Job Description
Overview:
Are you passionate about ensuring a great customer experience behind the scenes?
This role will be predominately operational, focused on improving & supporting front-line SRE operations. The focus will centre on operational readiness, resiliency & quality standards. In addition, there will be the opportunity to contribute & define exciting but scalable reliability engineering projects.
Not sure what skills you will need for this opportunity Simply read the full description below to get a complete picture of candidate requirements.
*The role is based in London UK and the current expectation is for the resource to work three days in the Battersea office with flexible days on Monday/Friday.
For this contractor position, you will:
- Triage, troubleshoot & resolve front-line production support alerts and tickets.
- Monitor high-traffic systems responsible for operations, including applications, containers, middleware, physical hardware & databases.
- Have a systematic, test and measure approach to continually improving operations & monitoring.
- Understand Web Service APIs, Internet architecture, & common client-server technology stacks.
- Provide a high level of customer experience to our internal and external stakeholders.
- Work closely with third parties, interacting with many of our partners to resolve platform issues.
- Be a confident communicator, leading telephone or video calls with internal teams & external partners.
- Support new projects when launched.
- Have previous production or application support experience, preferably with large-scale distributed systems.
The ideal candidate will have the following:
- Proficiency in handling incident management & problem management at an application support level.
- Experience troubleshooting, analysing log files & resolving technical problems with Java-based applications in a fast-paced environment.
- Strong background in monitoring and logging of large-scale platforms (Prometheus, Grafana, Splunk, etc.)

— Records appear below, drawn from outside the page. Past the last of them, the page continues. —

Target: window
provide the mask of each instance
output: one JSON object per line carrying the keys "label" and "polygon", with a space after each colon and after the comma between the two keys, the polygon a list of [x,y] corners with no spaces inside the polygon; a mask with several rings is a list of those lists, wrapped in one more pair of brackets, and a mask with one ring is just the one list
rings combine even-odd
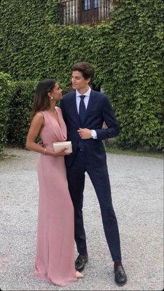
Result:
{"label": "window", "polygon": [[109,20],[113,0],[62,0],[58,16],[60,24],[85,24]]}

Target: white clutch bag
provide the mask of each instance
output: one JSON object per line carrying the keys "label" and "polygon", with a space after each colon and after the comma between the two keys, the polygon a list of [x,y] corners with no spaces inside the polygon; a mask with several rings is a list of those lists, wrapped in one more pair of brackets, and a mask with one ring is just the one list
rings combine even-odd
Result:
{"label": "white clutch bag", "polygon": [[63,149],[65,147],[67,147],[67,149],[65,149],[65,153],[69,153],[72,152],[71,142],[53,142],[52,146],[54,151],[60,151],[60,149]]}

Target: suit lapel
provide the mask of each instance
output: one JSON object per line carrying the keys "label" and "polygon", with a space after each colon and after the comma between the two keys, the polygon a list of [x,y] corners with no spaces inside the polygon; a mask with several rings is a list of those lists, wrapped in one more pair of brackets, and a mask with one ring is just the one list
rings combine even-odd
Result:
{"label": "suit lapel", "polygon": [[89,102],[88,102],[88,106],[87,106],[86,114],[85,114],[85,119],[83,120],[83,124],[84,124],[85,121],[86,120],[86,118],[88,117],[88,115],[89,112],[92,108],[92,106],[93,106],[93,103],[94,103],[93,101],[94,101],[94,91],[91,90],[90,94]]}
{"label": "suit lapel", "polygon": [[77,111],[76,101],[76,91],[74,91],[74,92],[73,93],[72,97],[71,99],[71,102],[70,102],[72,114],[74,115],[75,119],[78,121],[78,123],[79,124],[81,124],[81,126],[85,123],[85,121],[86,120],[86,118],[88,117],[89,112],[92,108],[93,103],[94,103],[94,91],[91,90],[89,102],[87,106],[85,117],[83,124],[81,124],[81,120],[80,120],[79,115]]}
{"label": "suit lapel", "polygon": [[79,115],[77,111],[77,106],[76,106],[76,91],[74,91],[74,92],[73,93],[71,102],[70,102],[70,106],[72,108],[72,113],[75,117],[75,120],[77,120],[78,123],[79,123],[80,118],[79,118]]}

- Familiarity with configuration and deployment management (AWS, Unix, Java, Databases, Kubernetes, Docker, etc.)
- Competency in one or more coding or scripting languages, such as Python, Ruby, Ansible, etc.

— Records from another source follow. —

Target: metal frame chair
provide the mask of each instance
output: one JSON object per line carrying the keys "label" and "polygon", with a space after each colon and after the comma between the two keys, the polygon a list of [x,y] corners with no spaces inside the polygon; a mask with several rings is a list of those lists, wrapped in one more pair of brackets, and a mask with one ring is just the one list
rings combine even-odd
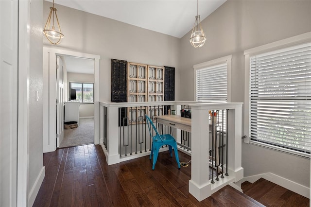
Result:
{"label": "metal frame chair", "polygon": [[[148,128],[149,129],[149,133],[150,136],[152,137],[152,146],[151,148],[151,153],[150,153],[150,159],[151,159],[151,157],[153,155],[153,163],[152,164],[152,170],[155,170],[155,166],[156,162],[156,159],[157,159],[157,156],[159,154],[159,150],[160,148],[163,145],[167,145],[169,146],[169,150],[170,151],[170,154],[171,156],[173,156],[172,148],[174,149],[174,152],[175,153],[175,157],[176,157],[176,161],[178,165],[178,168],[180,169],[180,163],[179,162],[179,158],[178,157],[178,152],[177,148],[177,143],[176,139],[172,135],[170,134],[165,134],[160,135],[160,134],[158,132],[153,122],[148,116],[146,115],[146,124],[148,125]],[[152,126],[154,130],[156,132],[156,136],[153,136],[152,135],[151,129],[150,128],[150,125]]]}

- Understanding of KPIs, metrics and SLOs.
- Experience automating manual tasks.
- Knowledge of version control tools such as Git.

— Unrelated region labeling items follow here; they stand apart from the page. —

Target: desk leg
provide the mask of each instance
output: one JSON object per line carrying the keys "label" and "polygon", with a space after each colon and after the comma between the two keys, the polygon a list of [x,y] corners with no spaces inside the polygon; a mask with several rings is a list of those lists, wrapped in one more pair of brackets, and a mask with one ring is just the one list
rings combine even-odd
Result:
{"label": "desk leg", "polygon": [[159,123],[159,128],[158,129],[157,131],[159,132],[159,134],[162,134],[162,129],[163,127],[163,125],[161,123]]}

- Familiarity with iOS, macOS, WatchOS and iPadOS.
- An exceptionally high level of attention to detail.
- Self-motivated, proactive, and able to work independently and as part of a team.
- Effective verbal and written communication skills.
- Most importantly, a passion for ensuring our customers and stakeholders always get the best possible experience.
Competencies:
Well organised, learning on the fly, self-development, problem-solving, functional/technical skills.
Prior experience as an SRE, System Administrator, Application Support, or similar role.